Sonuçta Rusya’nın yasaklayıcı politikaları bölgede yerli bağımsız basın bırakmadığı için bütün Kafkasya, alternatif olarak BBC ve Amerikan merkezli basını takip etmekte. Moskova merkezli muhalif basın bile artık Kafkasya’da etkili olamıyor. Alternatif haber akışı ABD’nin elinde olan Kafkasya’da, bu olayların arkasında güçlü bir ABD mesajı olduğunu düşündürebilir. Sonuçta federal merkez ve yerel yönetimler her çuvalladıklarında dış müdahale olduğunu iddia ederler.
Üçüncü versiyon olarak kimin işine gelir sorusuna cevabı İsrail olabilir. Suriye’ye yerleştirilen S-300’lere tepki veren İsrail bu işin arkasında olabilir. Rusya’da ve özellikle Kafkasya’da güçlü ve zengin Yahudi nüfusu mevcut. Moskova’nın S-300 hamlesi Rusya’nın baş hahamını da rahatsız etmiş bulunuyor. Yaptığı açıklamada, S-300’lerin Suriye’ye verilmesinin büyük hata olduğunu söylemişti baş haham. Rusya’ya güçlü bir darbe indirmek isteyen; bunu Kafkasya’yı ayaklandırarak yapar. Özellikle günümüzde Rusya’nın silahlandırdığı ve yurt dışında kullandığı Kafkas birlikleri, geçmişte olduğu gibi günümüzde de Rusya’ya karşı Rusya’nın verdiği silah eğitimini kullanabilir. Bunun en net örneği İnguşetya’daki olaylarda, İnguş OMON’un komşu illerden gelen ulusal güvenlik güçlerini Magas’a sokmamasında görüldü. Yani gerektiği zaman yerel güvenlik güçleri Rus yanlısından halk yanlısına dönüşebiliyor ve bunun tarihte çok örnekleri var. Yine bu yerel güvenlik güçlerinin Rusya’nın polisi veya askeri olmasına rağmen Kuzey Kafkasya’da komşularla olan kavgalarda kendi halklarının yanında saf tuttuğu da görülmekte. Bu ayrıntıları bilen, bölgeyi iyi analiz eden güçler her zaman birikmiş bir protestoyu sıcak bir çatışmaya dönüştürebilir. Özellikle bu Moskova’nın da işine yarıyorsa olaylar daha hızlı gelişebilir. Hatırlarsınız DAEŞ’e katılan Kafkasyalıların Suriye’ye gönderilmesinde hatta marjinal gençlerin bu işe teşvik edilmesinde federal merkezin de payı olduğu basında sıkça yazılmıştı.

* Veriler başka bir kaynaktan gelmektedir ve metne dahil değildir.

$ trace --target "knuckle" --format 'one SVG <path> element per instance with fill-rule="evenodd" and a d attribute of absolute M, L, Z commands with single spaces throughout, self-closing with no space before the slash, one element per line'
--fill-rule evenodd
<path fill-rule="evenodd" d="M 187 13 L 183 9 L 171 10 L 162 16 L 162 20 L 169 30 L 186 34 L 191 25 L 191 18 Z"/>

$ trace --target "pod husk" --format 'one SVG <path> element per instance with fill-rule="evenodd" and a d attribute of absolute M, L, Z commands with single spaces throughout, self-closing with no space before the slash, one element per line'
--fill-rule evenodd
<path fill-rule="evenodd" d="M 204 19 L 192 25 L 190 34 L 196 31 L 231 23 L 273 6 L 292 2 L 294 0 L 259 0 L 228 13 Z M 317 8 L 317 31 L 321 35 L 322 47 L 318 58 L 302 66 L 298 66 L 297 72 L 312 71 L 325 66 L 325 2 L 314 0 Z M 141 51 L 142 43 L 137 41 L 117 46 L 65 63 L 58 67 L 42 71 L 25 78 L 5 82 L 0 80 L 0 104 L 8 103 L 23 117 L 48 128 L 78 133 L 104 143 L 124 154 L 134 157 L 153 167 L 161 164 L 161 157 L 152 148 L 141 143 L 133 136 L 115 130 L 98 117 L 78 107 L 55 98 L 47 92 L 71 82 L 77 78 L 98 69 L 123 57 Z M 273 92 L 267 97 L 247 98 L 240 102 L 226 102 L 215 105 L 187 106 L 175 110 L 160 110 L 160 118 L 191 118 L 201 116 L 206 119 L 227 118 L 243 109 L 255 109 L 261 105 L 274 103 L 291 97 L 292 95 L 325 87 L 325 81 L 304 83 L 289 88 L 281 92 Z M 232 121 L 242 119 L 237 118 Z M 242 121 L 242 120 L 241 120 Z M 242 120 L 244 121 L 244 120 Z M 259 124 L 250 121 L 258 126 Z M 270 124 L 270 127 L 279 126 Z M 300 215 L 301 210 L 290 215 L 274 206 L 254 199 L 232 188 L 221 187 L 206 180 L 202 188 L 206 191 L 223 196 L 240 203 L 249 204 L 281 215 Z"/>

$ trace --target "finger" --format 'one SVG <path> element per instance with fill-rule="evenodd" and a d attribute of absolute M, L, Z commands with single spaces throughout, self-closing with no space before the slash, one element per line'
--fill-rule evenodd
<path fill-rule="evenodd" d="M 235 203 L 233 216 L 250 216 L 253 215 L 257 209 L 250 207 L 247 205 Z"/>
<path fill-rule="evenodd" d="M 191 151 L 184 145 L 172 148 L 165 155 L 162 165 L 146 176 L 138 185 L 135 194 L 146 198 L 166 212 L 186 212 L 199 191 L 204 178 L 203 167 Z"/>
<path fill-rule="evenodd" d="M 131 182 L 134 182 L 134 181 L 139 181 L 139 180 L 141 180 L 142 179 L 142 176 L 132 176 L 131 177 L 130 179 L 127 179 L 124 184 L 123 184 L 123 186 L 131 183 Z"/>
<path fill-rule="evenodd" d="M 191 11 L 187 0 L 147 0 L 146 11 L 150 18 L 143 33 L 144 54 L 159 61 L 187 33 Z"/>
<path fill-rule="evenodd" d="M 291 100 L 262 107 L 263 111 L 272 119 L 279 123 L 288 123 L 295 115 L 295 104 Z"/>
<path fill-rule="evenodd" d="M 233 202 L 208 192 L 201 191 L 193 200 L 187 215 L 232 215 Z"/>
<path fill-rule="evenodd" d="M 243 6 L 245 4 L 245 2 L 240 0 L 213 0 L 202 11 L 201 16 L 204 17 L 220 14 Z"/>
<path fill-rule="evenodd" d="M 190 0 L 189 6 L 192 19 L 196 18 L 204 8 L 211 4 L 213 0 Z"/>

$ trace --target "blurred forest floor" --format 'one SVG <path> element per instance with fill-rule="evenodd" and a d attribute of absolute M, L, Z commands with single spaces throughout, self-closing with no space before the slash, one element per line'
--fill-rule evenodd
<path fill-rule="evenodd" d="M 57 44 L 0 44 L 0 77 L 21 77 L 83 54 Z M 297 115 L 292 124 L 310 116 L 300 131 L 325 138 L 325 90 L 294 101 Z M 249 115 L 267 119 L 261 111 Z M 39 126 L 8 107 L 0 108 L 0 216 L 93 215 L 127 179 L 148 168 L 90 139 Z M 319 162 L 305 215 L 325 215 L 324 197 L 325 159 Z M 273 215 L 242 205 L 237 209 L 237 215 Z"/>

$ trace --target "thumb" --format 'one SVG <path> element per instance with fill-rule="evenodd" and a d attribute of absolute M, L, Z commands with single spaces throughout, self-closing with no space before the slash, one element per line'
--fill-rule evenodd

Yaptığımız analizde ele aldığımız gibi Kuzey Kafkasya çok yönlü siyasi, sosyal sorunların olduğu bir bölge. Geçmişten bugüne Rusya’nın başkalarına karşı, başkalarının da Rusya’ya karşı etkili enstrüman olarak gördüğü Kafkasyalılar, geçmişten bugüne hep arada kalmış bir halk olarak kendine yer buluyor. Mantalite gereği hızlı ve sıcakkanlı olan Kafkas halkları, günümüz dünyasının hızlı değişen küresel siyasetinde yine enstrüman olmaktan kurtulamayacak gibi duruyor.